Our obligations to God and man

The spirit of the passage requires us to regard the rights of all beings as sacred, and to give to them all that is theirs.

I. What is due to God? Or what are the things, the property of God, which our Saviour here requires us to render to Him? “The earth is the Lord’s,” etc. Of course we, and all that we possess, are God’s property. More particularly-

1. Our souls with all their faculties.

2. Our bodies.

3. Our time.

4. All our knowledge and literary acquisitions.

5. Our temporal possessions.

6. Our influence.

He, then, who withholds from God any of these things, or any part of them, does not comply with the precept in the text.

II. What things are due from us to men?

1. All men have a right to our love.

2. To all whom God has made our superiors we owe obedience, submission and respect.

3. To our inferiors we owe kindness, gentleness and condescension.

4. Those of us who are members of Christ’s visible church, owe to each other the performance of all the duties which result from our connection.

5. There are some things which we owe our families and connexions. As husbands and wives.

Improvement:

1. How great, how inconceivable is the debt which we have contracted both to God and to men!
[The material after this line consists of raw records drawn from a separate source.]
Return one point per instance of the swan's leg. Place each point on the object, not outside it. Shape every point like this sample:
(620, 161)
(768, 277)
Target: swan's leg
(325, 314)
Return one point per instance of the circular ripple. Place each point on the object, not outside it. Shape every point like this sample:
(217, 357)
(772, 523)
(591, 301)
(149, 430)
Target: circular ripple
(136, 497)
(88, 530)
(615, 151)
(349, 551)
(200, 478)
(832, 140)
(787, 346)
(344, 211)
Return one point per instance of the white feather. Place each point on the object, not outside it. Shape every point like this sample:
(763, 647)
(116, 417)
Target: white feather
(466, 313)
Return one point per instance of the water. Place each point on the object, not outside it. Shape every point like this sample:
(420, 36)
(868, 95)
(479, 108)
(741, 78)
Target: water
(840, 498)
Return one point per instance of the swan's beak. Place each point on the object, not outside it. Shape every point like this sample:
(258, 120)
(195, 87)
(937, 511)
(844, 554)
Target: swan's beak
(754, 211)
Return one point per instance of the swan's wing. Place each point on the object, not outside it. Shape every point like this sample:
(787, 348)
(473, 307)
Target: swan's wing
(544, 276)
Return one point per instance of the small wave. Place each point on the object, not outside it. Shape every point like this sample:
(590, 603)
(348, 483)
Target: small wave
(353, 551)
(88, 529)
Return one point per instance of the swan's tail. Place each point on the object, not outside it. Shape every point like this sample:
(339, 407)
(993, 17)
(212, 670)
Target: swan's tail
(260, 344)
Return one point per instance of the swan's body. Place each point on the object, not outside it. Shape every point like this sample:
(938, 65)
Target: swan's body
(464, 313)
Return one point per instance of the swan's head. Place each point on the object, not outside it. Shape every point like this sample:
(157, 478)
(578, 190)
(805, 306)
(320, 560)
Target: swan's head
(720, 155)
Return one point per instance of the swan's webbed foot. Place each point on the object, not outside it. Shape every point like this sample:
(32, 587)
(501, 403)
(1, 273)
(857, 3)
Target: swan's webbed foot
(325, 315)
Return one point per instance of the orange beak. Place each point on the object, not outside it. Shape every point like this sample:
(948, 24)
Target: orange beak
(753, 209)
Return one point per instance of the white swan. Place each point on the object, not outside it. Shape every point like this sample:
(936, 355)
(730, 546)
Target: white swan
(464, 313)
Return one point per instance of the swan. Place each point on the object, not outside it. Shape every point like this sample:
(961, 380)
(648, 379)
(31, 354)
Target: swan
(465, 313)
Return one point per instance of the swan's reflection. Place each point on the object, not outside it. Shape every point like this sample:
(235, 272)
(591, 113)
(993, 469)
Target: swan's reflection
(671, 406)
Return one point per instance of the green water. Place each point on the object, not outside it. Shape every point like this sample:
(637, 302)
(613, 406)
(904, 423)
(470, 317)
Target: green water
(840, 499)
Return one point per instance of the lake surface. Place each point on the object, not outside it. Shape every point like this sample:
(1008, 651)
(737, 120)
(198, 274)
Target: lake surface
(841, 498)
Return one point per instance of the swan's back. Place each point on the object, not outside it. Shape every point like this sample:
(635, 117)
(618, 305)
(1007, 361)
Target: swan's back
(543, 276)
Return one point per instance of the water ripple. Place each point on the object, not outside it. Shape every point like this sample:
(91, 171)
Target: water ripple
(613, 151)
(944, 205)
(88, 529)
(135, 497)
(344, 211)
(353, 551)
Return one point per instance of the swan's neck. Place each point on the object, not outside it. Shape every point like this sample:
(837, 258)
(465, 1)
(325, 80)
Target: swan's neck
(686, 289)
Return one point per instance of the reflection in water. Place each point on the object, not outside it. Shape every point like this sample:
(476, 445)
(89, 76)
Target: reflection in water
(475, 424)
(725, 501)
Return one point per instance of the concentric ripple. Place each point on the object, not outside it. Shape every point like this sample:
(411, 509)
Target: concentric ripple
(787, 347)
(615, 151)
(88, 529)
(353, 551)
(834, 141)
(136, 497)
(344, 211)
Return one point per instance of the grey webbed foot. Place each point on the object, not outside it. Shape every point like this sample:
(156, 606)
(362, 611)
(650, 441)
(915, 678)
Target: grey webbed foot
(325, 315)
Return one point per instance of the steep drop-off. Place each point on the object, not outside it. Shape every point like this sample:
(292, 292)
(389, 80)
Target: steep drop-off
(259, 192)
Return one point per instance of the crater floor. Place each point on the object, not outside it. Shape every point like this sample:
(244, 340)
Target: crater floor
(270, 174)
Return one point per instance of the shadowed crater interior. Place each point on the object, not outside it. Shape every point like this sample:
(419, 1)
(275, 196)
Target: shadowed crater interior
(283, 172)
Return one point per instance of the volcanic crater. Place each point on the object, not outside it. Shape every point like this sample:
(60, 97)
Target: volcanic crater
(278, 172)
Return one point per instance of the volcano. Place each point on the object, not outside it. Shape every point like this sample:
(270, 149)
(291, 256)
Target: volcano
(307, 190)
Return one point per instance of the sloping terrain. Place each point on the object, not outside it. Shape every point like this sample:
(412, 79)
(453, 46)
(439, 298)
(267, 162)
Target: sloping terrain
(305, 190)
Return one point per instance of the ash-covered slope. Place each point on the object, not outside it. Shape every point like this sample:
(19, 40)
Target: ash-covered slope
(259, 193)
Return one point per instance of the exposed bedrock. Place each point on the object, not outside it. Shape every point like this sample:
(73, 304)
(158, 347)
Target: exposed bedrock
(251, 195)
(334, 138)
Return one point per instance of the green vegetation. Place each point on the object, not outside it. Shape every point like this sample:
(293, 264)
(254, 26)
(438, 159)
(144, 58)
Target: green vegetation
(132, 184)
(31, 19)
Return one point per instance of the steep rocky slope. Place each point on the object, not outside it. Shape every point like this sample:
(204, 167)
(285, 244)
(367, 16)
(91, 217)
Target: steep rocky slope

2. Our need of an interest in the Saviour, and the impossibility of being saved without Him. We evidently cannot discharge our past debts. In Christ is there help. He becomes surety for all who believe in Him. And do not reason, conscience, and a regard to our own happiness, combine with Scripture in urging us to accept the offers of this Divine benefactor, and, constrained by His love, to live henceforth to Him, and not to ourselves? (Dr. Payson.)

God before Caesar

Frederic, the Elector of Saxony, who, being prisoner to Charles V, was promised enlargement and restitution of dignity, if he would come to mass. “Summum in terris dominum, agnosco Caesarem, in caelis Deum.-“In all civil accommodations I am ready to yield unto Caesar, but for heavenly things I have but one Master, and therefore I dare not serve two: Christ is more welcome to me in bonds, than the honours of Caesar without Christ.” (Dictionary of Illustrations.)

An offence against Caesar

A boy about nine years of age, who attended a Sabbath school at Sunderland, requested his mother not to allow his brother to bring home anything that was smuggled when he went to sea. “Why do you wish that, my child?” said the mother. He answered, “Because my catechism says it is wrong.” The mother replied) “But that is only the word of a man.” He said, “Mother, is it the word of a man which said, ‘Render unto Caesar the things that are Caesar’s?’” This reply entirely silenced the mother; but his father, still attempting to defend the practice of smuggling, the boy said to him, “Father, whether is it worse to rob one or to rob many?” By these questions and answers, the boy silenced both his parents on the subject of smuggling. (Biblical Museum.)